Assured Forwarding PHB group is a means for a provider DS domain to offer different levels of forwarding assurances for IP packets received from a customer DS domain.There are four AF classes are defined , where each AF class is in each DS node allocated a certain amount of resources. The IP packets that are under this PHB are assigned by the customer or the provider DS domain into one or more of these AF classes according to the services that the customer has subscribed to.
Again, these packets are marked again in each AF class. Marking is based on one of three possible drop precedence values. These come into the picture when congestion occurs. In case of congestion a congested DS node tries to protect those packets with a lower drop precedence value from being lost by preferably discarding packets with a higher drop precedence value.
Currently, four classes with three levels of drop precedence in each class are defined. Packet forwarding of packets from one AF class should be done independently of packets in another class. With regards to traffic conditioning actions, the packets are controlled at the domain edge which is carried out by the DS domain. This is done at various levels of drop precedence. This may include packet dropping, shaping, changing the drop precedence of packets etc.
An AF implementation must detect and respond to long-term congestion in terms of minimizing it for each class as well as detecting and responding to it also. RED i.e. Random Early Drop is one such method. This method keeps a check on the buffer in which a certain threshold value is given. If the queue size increases beyond the threshold value then the RED algorithm discards the incoming packets with a probability p. Also care should be taken with the congestion indication feedback to the end nodes so that the level of packet discard at each drop precedence in relation to congestion should not be abrupt but gradual to allow the overall system to reach a stable operating point.
Recommended code points
for the four general AF classes are given below.Care has been taken that
these do not overlap with any other general use PHB groups.

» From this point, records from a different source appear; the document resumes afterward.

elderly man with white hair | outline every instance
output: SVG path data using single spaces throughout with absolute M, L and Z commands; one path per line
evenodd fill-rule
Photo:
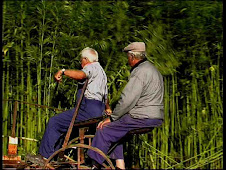
M 132 67 L 129 81 L 111 116 L 97 126 L 92 146 L 105 154 L 111 144 L 119 141 L 129 131 L 160 126 L 164 119 L 164 84 L 161 73 L 146 59 L 144 42 L 133 42 L 124 48 L 128 63 Z M 93 169 L 101 168 L 104 158 L 88 150 L 90 158 L 96 161 Z M 110 157 L 116 160 L 116 169 L 125 169 L 123 144 L 119 144 Z
M 62 80 L 63 75 L 79 81 L 88 78 L 88 84 L 75 122 L 100 117 L 105 109 L 107 112 L 111 112 L 107 101 L 107 76 L 98 62 L 97 51 L 87 47 L 81 51 L 80 55 L 82 70 L 62 69 L 55 74 L 55 79 L 58 82 Z M 82 91 L 80 86 L 82 87 L 82 85 L 79 84 L 76 104 Z M 60 144 L 56 143 L 61 134 L 67 132 L 74 112 L 75 108 L 50 118 L 39 148 L 40 154 L 29 155 L 28 159 L 31 162 L 43 166 L 45 159 L 60 148 Z

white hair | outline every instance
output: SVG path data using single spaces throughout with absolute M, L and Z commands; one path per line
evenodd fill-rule
M 81 51 L 82 58 L 88 58 L 90 62 L 98 61 L 98 53 L 96 50 L 86 47 Z
M 128 51 L 128 53 L 133 54 L 137 59 L 145 59 L 147 56 L 145 51 Z

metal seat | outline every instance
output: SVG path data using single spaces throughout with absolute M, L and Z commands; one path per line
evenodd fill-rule
M 88 120 L 85 120 L 85 121 L 82 121 L 82 122 L 75 122 L 74 127 L 81 128 L 81 127 L 93 125 L 93 124 L 99 123 L 100 121 L 102 121 L 106 117 L 107 117 L 106 115 L 103 115 L 103 116 L 91 118 L 91 119 L 88 119 Z
M 154 127 L 146 127 L 146 128 L 139 128 L 139 129 L 134 129 L 129 131 L 123 138 L 121 138 L 118 142 L 114 143 L 111 148 L 109 149 L 107 155 L 110 155 L 111 152 L 116 148 L 116 146 L 119 143 L 125 142 L 126 139 L 128 139 L 128 136 L 130 135 L 135 135 L 135 134 L 144 134 L 144 133 L 148 133 L 151 132 L 154 129 Z
M 147 127 L 147 128 L 140 128 L 140 129 L 134 129 L 127 133 L 127 135 L 133 135 L 133 134 L 144 134 L 151 132 L 154 129 L 154 127 Z

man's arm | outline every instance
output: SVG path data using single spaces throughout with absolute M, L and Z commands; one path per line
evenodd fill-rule
M 105 104 L 105 113 L 107 115 L 111 115 L 112 114 L 112 110 L 111 110 L 111 107 L 110 107 L 110 104 L 109 104 L 109 99 L 107 99 L 107 102 Z
M 118 104 L 111 114 L 111 119 L 115 121 L 124 114 L 128 113 L 136 105 L 142 91 L 143 82 L 138 76 L 131 77 L 126 87 L 122 91 Z
M 55 79 L 56 81 L 62 81 L 62 70 L 59 70 L 56 74 L 55 74 Z M 67 77 L 70 77 L 72 79 L 75 80 L 82 80 L 86 78 L 86 74 L 85 72 L 81 71 L 81 70 L 65 70 L 64 71 L 64 75 Z

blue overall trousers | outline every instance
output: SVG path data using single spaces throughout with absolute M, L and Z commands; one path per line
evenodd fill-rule
M 120 119 L 107 124 L 102 129 L 97 129 L 92 146 L 107 154 L 112 143 L 119 141 L 129 131 L 139 128 L 157 127 L 162 122 L 163 120 L 161 119 L 136 119 L 132 118 L 129 114 L 125 114 Z M 88 155 L 99 164 L 102 164 L 105 160 L 99 153 L 93 150 L 88 150 Z M 124 159 L 123 144 L 117 145 L 110 154 L 110 157 L 112 159 Z
M 77 101 L 81 95 L 81 89 L 77 93 Z M 90 118 L 102 116 L 104 113 L 105 104 L 99 100 L 91 100 L 83 97 L 81 101 L 78 115 L 75 122 L 84 121 Z M 74 115 L 75 108 L 67 110 L 63 113 L 57 114 L 49 119 L 47 128 L 42 137 L 42 141 L 39 147 L 39 153 L 49 158 L 56 150 L 60 148 L 62 143 L 57 143 L 62 133 L 67 133 L 72 117 Z M 57 145 L 57 146 L 56 146 Z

|Class 1||Class 2||Class 3||Class 4|
|Low Drop Precedence||001010||010010||011010||100010|
|Medium Drop Prec.||001100||010100||011100||100100|
|High Drop Precedence||001110||010110||011110||100110|
The mapping of codepoints to PHBs must be configurable. A DS-compliant node must support the logical equivalent of a configurable mapping table from codepoints to PHBs. PHB specifications must include a recommended default codepoint, which MUST be unique for codepoints in the standard space. Implementations should support the recommended codepoint-to-PHB mappings in their default configuration.

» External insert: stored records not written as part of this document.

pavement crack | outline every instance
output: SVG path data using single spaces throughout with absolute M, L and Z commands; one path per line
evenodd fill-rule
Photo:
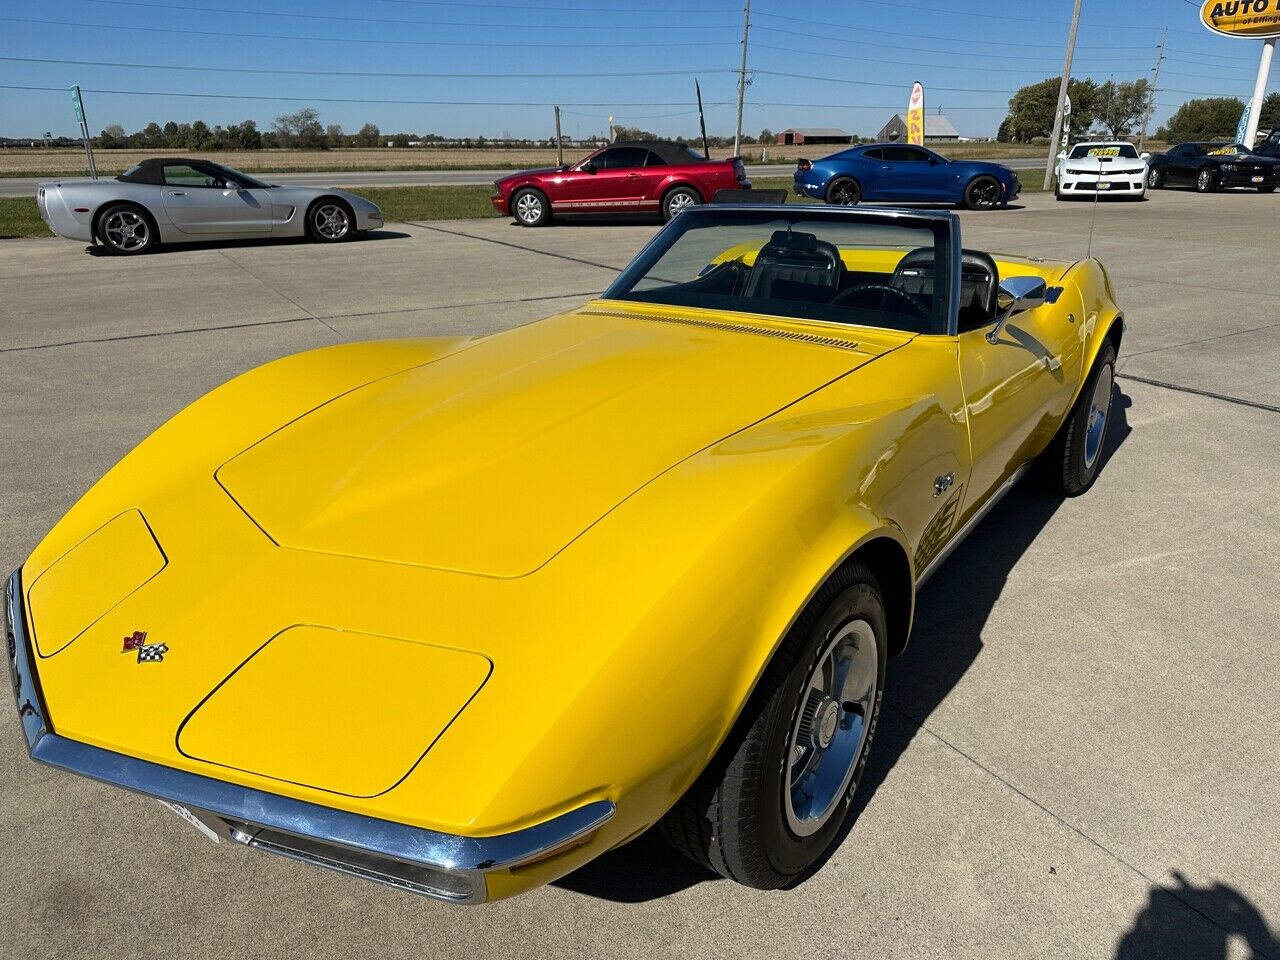
M 1246 333 L 1261 333 L 1263 330 L 1271 330 L 1274 327 L 1280 327 L 1280 321 L 1276 323 L 1264 323 L 1260 327 L 1250 327 L 1248 330 L 1234 330 L 1231 333 L 1219 333 L 1212 337 L 1201 337 L 1198 340 L 1188 340 L 1185 343 L 1171 343 L 1166 347 L 1152 347 L 1150 350 L 1126 350 L 1124 352 L 1126 360 L 1132 360 L 1134 357 L 1145 357 L 1153 353 L 1163 353 L 1165 350 L 1178 350 L 1182 347 L 1194 347 L 1202 343 L 1211 343 L 1214 340 L 1226 340 L 1230 337 L 1242 337 Z
M 926 725 L 926 724 L 925 724 L 925 722 L 924 722 L 923 720 L 920 720 L 919 718 L 912 716 L 910 713 L 908 713 L 908 712 L 907 712 L 906 710 L 904 710 L 902 707 L 898 706 L 896 703 L 893 703 L 891 700 L 889 700 L 889 698 L 888 698 L 888 697 L 886 697 L 886 698 L 885 698 L 885 700 L 884 700 L 884 705 L 885 705 L 886 707 L 888 707 L 889 709 L 891 709 L 894 713 L 898 714 L 900 717 L 902 717 L 902 718 L 903 718 L 904 720 L 906 720 L 908 723 L 913 724 L 913 725 L 914 725 L 918 730 L 922 730 L 922 731 L 924 731 L 925 733 L 927 733 L 929 736 L 933 737 L 933 739 L 934 739 L 934 740 L 938 741 L 938 743 L 942 744 L 944 747 L 946 747 L 946 748 L 948 748 L 949 750 L 951 750 L 951 751 L 953 751 L 953 752 L 955 752 L 955 753 L 959 754 L 961 757 L 964 757 L 964 759 L 965 759 L 965 760 L 969 761 L 969 763 L 973 764 L 975 767 L 977 767 L 979 770 L 981 770 L 981 771 L 982 771 L 983 773 L 985 773 L 987 776 L 991 777 L 991 779 L 995 780 L 997 783 L 1000 783 L 1000 784 L 1002 784 L 1003 786 L 1007 787 L 1008 789 L 1012 790 L 1014 793 L 1016 793 L 1018 796 L 1020 796 L 1023 800 L 1026 800 L 1026 801 L 1027 801 L 1027 803 L 1031 804 L 1033 807 L 1035 807 L 1036 809 L 1040 810 L 1042 813 L 1044 813 L 1045 815 L 1047 815 L 1050 819 L 1052 819 L 1054 822 L 1056 822 L 1059 826 L 1063 827 L 1064 829 L 1066 829 L 1066 830 L 1067 830 L 1067 831 L 1069 831 L 1070 833 L 1074 833 L 1074 834 L 1075 834 L 1077 837 L 1079 837 L 1081 840 L 1084 840 L 1084 841 L 1085 841 L 1086 843 L 1088 843 L 1090 846 L 1092 846 L 1092 847 L 1094 847 L 1095 849 L 1099 850 L 1100 852 L 1102 852 L 1103 854 L 1105 854 L 1107 857 L 1109 857 L 1111 860 L 1115 861 L 1116 863 L 1120 864 L 1121 866 L 1123 866 L 1123 867 L 1127 868 L 1128 870 L 1132 871 L 1134 874 L 1136 874 L 1137 876 L 1141 877 L 1143 880 L 1145 880 L 1145 881 L 1146 881 L 1147 883 L 1149 883 L 1151 886 L 1153 886 L 1153 887 L 1157 887 L 1157 888 L 1159 888 L 1159 889 L 1161 889 L 1161 890 L 1164 890 L 1164 891 L 1165 891 L 1166 893 L 1168 893 L 1171 897 L 1173 897 L 1173 899 L 1177 900 L 1179 903 L 1181 903 L 1184 907 L 1186 907 L 1186 908 L 1187 908 L 1188 910 L 1190 910 L 1192 913 L 1194 913 L 1194 914 L 1196 914 L 1196 915 L 1200 916 L 1200 917 L 1201 917 L 1201 918 L 1203 918 L 1207 923 L 1212 924 L 1215 928 L 1217 928 L 1218 930 L 1222 931 L 1224 934 L 1228 934 L 1228 935 L 1229 935 L 1229 934 L 1231 933 L 1231 931 L 1230 931 L 1230 930 L 1228 930 L 1228 929 L 1227 929 L 1227 927 L 1225 927 L 1222 923 L 1218 922 L 1218 920 L 1217 920 L 1217 919 L 1215 919 L 1214 917 L 1212 917 L 1212 916 L 1210 916 L 1209 914 L 1205 913 L 1203 910 L 1201 910 L 1199 907 L 1197 907 L 1194 903 L 1191 903 L 1190 901 L 1188 901 L 1186 898 L 1179 896 L 1179 895 L 1178 895 L 1178 892 L 1177 892 L 1176 890 L 1172 890 L 1172 889 L 1170 889 L 1170 888 L 1168 887 L 1168 885 L 1167 885 L 1167 884 L 1162 883 L 1161 881 L 1157 880 L 1155 877 L 1150 876 L 1150 875 L 1149 875 L 1145 870 L 1143 870 L 1141 867 L 1139 867 L 1139 866 L 1137 866 L 1137 865 L 1135 865 L 1135 864 L 1133 864 L 1133 863 L 1130 863 L 1128 860 L 1126 860 L 1124 857 L 1120 856 L 1120 854 L 1116 853 L 1114 850 L 1112 850 L 1110 847 L 1108 847 L 1108 846 L 1107 846 L 1106 844 L 1104 844 L 1102 841 L 1100 841 L 1100 840 L 1098 840 L 1098 839 L 1096 839 L 1096 838 L 1094 838 L 1094 837 L 1091 837 L 1089 834 L 1085 833 L 1083 830 L 1081 830 L 1079 827 L 1077 827 L 1075 824 L 1073 824 L 1070 820 L 1067 820 L 1067 819 L 1066 819 L 1065 817 L 1063 817 L 1061 814 L 1059 814 L 1059 813 L 1055 812 L 1054 810 L 1050 809 L 1050 808 L 1049 808 L 1048 806 L 1046 806 L 1045 804 L 1041 803 L 1041 802 L 1040 802 L 1039 800 L 1037 800 L 1035 797 L 1031 796 L 1029 793 L 1027 793 L 1027 792 L 1026 792 L 1025 790 L 1023 790 L 1021 787 L 1017 786 L 1016 784 L 1014 784 L 1014 783 L 1010 782 L 1009 780 L 1007 780 L 1005 777 L 1001 776 L 999 773 L 997 773 L 995 770 L 991 769 L 989 766 L 987 766 L 985 763 L 983 763 L 981 760 L 979 760 L 979 759 L 978 759 L 977 757 L 975 757 L 973 754 L 968 753 L 967 751 L 965 751 L 965 750 L 961 749 L 959 746 L 957 746 L 956 744 L 952 743 L 950 740 L 948 740 L 948 739 L 947 739 L 946 737 L 944 737 L 942 734 L 938 733 L 936 730 L 931 729 L 928 725 Z M 1262 955 L 1261 955 L 1261 954 L 1259 954 L 1259 956 L 1262 956 Z
M 311 311 L 310 311 L 310 310 L 309 310 L 309 309 L 308 309 L 304 304 L 299 303 L 297 300 L 293 299 L 293 297 L 289 296 L 289 295 L 288 295 L 287 293 L 285 293 L 283 290 L 278 290 L 278 289 L 276 289 L 276 288 L 275 288 L 274 286 L 272 286 L 272 285 L 271 285 L 271 284 L 270 284 L 270 283 L 269 283 L 269 282 L 268 282 L 264 277 L 260 277 L 260 276 L 258 276 L 256 273 L 254 273 L 252 270 L 250 270 L 248 267 L 246 267 L 246 266 L 245 266 L 243 263 L 241 263 L 239 260 L 235 259 L 235 258 L 234 258 L 234 257 L 232 257 L 229 253 L 227 253 L 227 251 L 225 251 L 225 250 L 219 250 L 219 251 L 218 251 L 218 254 L 222 257 L 222 259 L 226 260 L 226 261 L 227 261 L 227 263 L 231 264 L 233 267 L 238 267 L 239 269 L 243 270 L 243 271 L 244 271 L 244 272 L 245 272 L 249 277 L 251 277 L 252 279 L 254 279 L 254 280 L 258 281 L 258 283 L 262 284 L 264 287 L 266 287 L 268 290 L 270 290 L 272 293 L 274 293 L 274 294 L 275 294 L 277 297 L 279 297 L 280 299 L 282 299 L 282 300 L 287 300 L 289 303 L 292 303 L 295 307 L 297 307 L 299 310 L 301 310 L 303 313 L 305 313 L 305 314 L 306 314 L 308 317 L 310 317 L 312 320 L 316 321 L 316 322 L 317 322 L 317 323 L 319 323 L 321 326 L 324 326 L 325 328 L 327 328 L 327 329 L 329 330 L 329 332 L 330 332 L 330 333 L 332 333 L 332 334 L 333 334 L 335 337 L 337 337 L 339 340 L 345 340 L 345 339 L 346 339 L 346 337 L 344 337 L 341 333 L 339 333 L 337 330 L 335 330 L 335 329 L 334 329 L 330 324 L 326 323 L 323 317 L 318 317 L 318 316 L 316 316 L 316 315 L 315 315 L 314 313 L 312 313 L 312 312 L 311 312 Z
M 0 353 L 22 353 L 27 350 L 49 350 L 53 347 L 78 347 L 87 343 L 116 343 L 121 340 L 148 340 L 152 337 L 173 337 L 184 333 L 214 333 L 219 330 L 239 330 L 243 327 L 274 327 L 283 323 L 302 323 L 314 317 L 287 317 L 284 320 L 255 320 L 250 323 L 223 323 L 208 327 L 184 327 L 181 330 L 155 330 L 150 333 L 122 333 L 116 337 L 85 337 L 82 340 L 60 340 L 57 343 L 32 343 L 22 347 L 0 347 Z
M 1184 387 L 1181 384 L 1169 383 L 1165 380 L 1153 380 L 1150 377 L 1140 377 L 1135 373 L 1125 373 L 1117 370 L 1116 377 L 1120 380 L 1134 380 L 1138 383 L 1145 383 L 1149 387 L 1163 387 L 1165 390 L 1176 390 L 1178 393 L 1190 393 L 1197 397 L 1209 397 L 1212 400 L 1225 400 L 1227 403 L 1234 403 L 1241 407 L 1252 407 L 1254 410 L 1265 410 L 1267 413 L 1280 413 L 1280 406 L 1273 403 L 1263 403 L 1260 400 L 1245 400 L 1242 397 L 1233 397 L 1225 393 L 1214 393 L 1212 390 L 1201 390 L 1199 387 Z
M 512 250 L 523 250 L 525 253 L 536 253 L 544 257 L 555 257 L 557 260 L 568 260 L 570 263 L 582 263 L 588 267 L 599 267 L 601 270 L 609 270 L 613 273 L 620 273 L 622 267 L 615 267 L 610 263 L 599 263 L 595 260 L 584 260 L 581 257 L 571 257 L 567 253 L 553 253 L 550 250 L 539 250 L 536 247 L 526 247 L 518 243 L 512 243 L 509 240 L 495 240 L 493 237 L 477 237 L 474 233 L 464 233 L 461 230 L 446 230 L 443 227 L 433 227 L 426 223 L 419 223 L 415 220 L 400 221 L 408 226 L 417 227 L 419 230 L 432 230 L 436 233 L 447 233 L 451 237 L 465 237 L 468 240 L 480 240 L 484 243 L 496 243 L 500 247 L 510 247 Z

Packets received with an unrecognized codepoint should be forwarded as if they were marked for the Default behavior , and their codepoints should not be changed. Such packets must not cause the network node to malfunction.
The structure of the
DS field shown above is incompatible with the existing definition of the
IPv4 TOS octet in [RFC791]. The
presumption is that DS domains protect themselves by deploying re-marking boundary nodes, as should networks using the RFC 791.
Precedence designations: Correct operational procedure should follow [RFC791], which states:
The Default PHB must be available in a DS compliant node. This PHB exhibits a best-effort forwarding behaviour available in the present day routers. Packets with this PHB with adhering to any particular policy and will be delivered as a best-effort service. Also care should be taken that these packets should not be led to starvation.The recommended codepoint for the Default PHB is the bit pattern 000000 [RFC2474]. This value must map to a PHB that meets these specifications.
Note:- There is a certain
backward compatibility with respect to the IP Precedence Field: i.e. bits
0-2 of the IPv4 ToS header. The reason being that there are routers that
use the IP Precedence field to select different PHBs.